Step by step recipe with photo

Sunomono Salad is a light dietary Japanese cucumber salad with a savory dressing of vinegar and soy sauce.

In Japanese cuisine, almost every meal is accompanied by a variety of pickled pickles. It is believed that such a side dish makes any meal useful, since pickled vegetables stimulate digestion.

If we have “bread for everything”, then the Japanese have pickled vegetables and rice. There is even a Japanese saying "Nani wanakutomo ko no mono". In a rough translation, "there may be nothing, but as long as there are pickles …" - even if there is only rice on the table, you will still have a full meal as long as there are pickles.

These pickled snacks are collectively called "tsukemono". There are many types of tsukemono. Among them are our famous pickled ginger, various pickled vegetables and roots, and this Sunomono cucumber salad, the recipe of which I want to share with you.

To make Sunomono Japanese Cucumber Salad, prepare the ingredients as listed. These ingredients are basic.

Wakame seaweed, ginger and sesame oil are also sometimes included to add flavor or healthiness to the salad.

Cut the cucumbers as thin as possible. If you are using thick-skinned greenhouse cucumbers, completely or partially remove the skin beforehand.

Add salt to the cucumber pieces and mix well. Leave it on for a few minutes for the cucumbers to juice. I leave it for 5-7 minutes.

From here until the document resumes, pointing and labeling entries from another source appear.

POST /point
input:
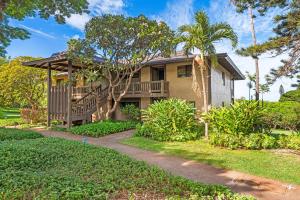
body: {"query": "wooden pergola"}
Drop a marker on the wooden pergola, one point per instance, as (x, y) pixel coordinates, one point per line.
(58, 62)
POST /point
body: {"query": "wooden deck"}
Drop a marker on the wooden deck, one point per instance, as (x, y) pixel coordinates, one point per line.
(84, 103)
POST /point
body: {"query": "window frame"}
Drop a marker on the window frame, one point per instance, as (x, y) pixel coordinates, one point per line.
(187, 72)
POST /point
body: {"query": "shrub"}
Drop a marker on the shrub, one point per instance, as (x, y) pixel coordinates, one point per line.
(293, 95)
(284, 115)
(16, 134)
(33, 116)
(290, 141)
(170, 120)
(11, 122)
(241, 118)
(131, 111)
(102, 128)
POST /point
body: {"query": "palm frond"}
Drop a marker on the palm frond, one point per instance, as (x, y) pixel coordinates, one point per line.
(221, 31)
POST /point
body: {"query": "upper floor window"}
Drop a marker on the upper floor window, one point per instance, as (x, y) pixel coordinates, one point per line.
(223, 77)
(184, 71)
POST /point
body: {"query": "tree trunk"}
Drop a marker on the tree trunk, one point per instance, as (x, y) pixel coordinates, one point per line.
(205, 103)
(252, 28)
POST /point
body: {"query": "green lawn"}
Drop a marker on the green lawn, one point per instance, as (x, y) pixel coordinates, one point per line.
(52, 168)
(10, 117)
(283, 167)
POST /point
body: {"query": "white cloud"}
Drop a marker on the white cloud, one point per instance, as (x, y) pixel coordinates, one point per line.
(96, 7)
(177, 13)
(38, 32)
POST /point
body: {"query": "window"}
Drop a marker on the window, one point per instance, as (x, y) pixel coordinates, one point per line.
(223, 77)
(59, 82)
(184, 71)
(123, 104)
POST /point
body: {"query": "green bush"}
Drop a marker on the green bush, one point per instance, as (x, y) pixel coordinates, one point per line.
(293, 95)
(243, 117)
(131, 111)
(16, 134)
(283, 115)
(52, 168)
(170, 120)
(290, 141)
(11, 122)
(102, 128)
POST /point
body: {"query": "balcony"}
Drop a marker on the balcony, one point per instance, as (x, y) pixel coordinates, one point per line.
(146, 89)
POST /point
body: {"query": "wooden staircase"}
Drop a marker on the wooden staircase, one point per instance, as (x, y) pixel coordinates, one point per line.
(81, 109)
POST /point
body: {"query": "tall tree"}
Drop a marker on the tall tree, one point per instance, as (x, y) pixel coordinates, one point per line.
(251, 79)
(261, 7)
(281, 90)
(15, 9)
(202, 36)
(22, 86)
(125, 44)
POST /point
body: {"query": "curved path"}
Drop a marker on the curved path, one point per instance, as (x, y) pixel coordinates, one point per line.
(261, 188)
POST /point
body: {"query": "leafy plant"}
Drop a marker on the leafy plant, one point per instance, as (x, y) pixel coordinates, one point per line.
(131, 111)
(241, 118)
(51, 168)
(16, 134)
(170, 120)
(102, 128)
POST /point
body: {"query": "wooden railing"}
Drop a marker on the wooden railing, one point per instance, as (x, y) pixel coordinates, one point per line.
(87, 105)
(146, 89)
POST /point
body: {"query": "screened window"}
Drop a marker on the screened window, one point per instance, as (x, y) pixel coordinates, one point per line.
(223, 78)
(184, 71)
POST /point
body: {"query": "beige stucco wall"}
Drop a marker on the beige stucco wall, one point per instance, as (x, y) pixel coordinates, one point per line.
(182, 87)
(219, 92)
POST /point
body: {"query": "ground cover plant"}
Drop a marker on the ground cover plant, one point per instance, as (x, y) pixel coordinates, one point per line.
(274, 164)
(170, 120)
(102, 128)
(16, 134)
(51, 168)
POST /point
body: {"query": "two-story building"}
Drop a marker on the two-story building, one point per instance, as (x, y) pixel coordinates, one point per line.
(162, 78)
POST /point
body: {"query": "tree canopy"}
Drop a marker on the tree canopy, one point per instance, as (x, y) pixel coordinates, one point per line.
(125, 45)
(22, 86)
(15, 9)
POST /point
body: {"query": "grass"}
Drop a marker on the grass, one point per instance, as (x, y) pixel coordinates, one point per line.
(52, 168)
(102, 128)
(16, 134)
(283, 167)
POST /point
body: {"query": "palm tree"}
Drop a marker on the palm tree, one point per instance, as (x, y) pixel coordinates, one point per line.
(252, 79)
(202, 36)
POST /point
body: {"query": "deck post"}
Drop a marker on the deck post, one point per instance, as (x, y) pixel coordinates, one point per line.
(49, 85)
(69, 109)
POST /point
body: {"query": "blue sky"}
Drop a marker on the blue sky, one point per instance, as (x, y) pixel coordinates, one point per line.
(48, 37)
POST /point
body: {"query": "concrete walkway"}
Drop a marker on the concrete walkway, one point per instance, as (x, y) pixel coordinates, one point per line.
(261, 188)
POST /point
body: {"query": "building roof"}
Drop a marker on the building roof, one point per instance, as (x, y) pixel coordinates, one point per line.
(59, 62)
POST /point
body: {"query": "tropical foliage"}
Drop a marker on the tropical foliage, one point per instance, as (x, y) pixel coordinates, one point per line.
(22, 86)
(102, 128)
(131, 111)
(170, 120)
(284, 115)
(16, 134)
(133, 40)
(49, 168)
(202, 36)
(293, 95)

In the meantime, prepare a salad dressing. Combine soy sauce, vinegar, sugar and stir well until sugar dissolves. Add grated ginger, wakame seaweed, or sesame oil as desired. I prefer ginger, it gives the taste bright, slightly pungent notes.

Drain the juice from the cucumbers. Rinse with cold water and squeeze.

Add dressing.

Toss and sprinkle with toasted sesame seeds.

Sunomono Japanese cucumber salad is ready. Enjoy your meal!

The salad can be served immediately, but if you let it brew for 15-30 minutes, the taste will become even brighter.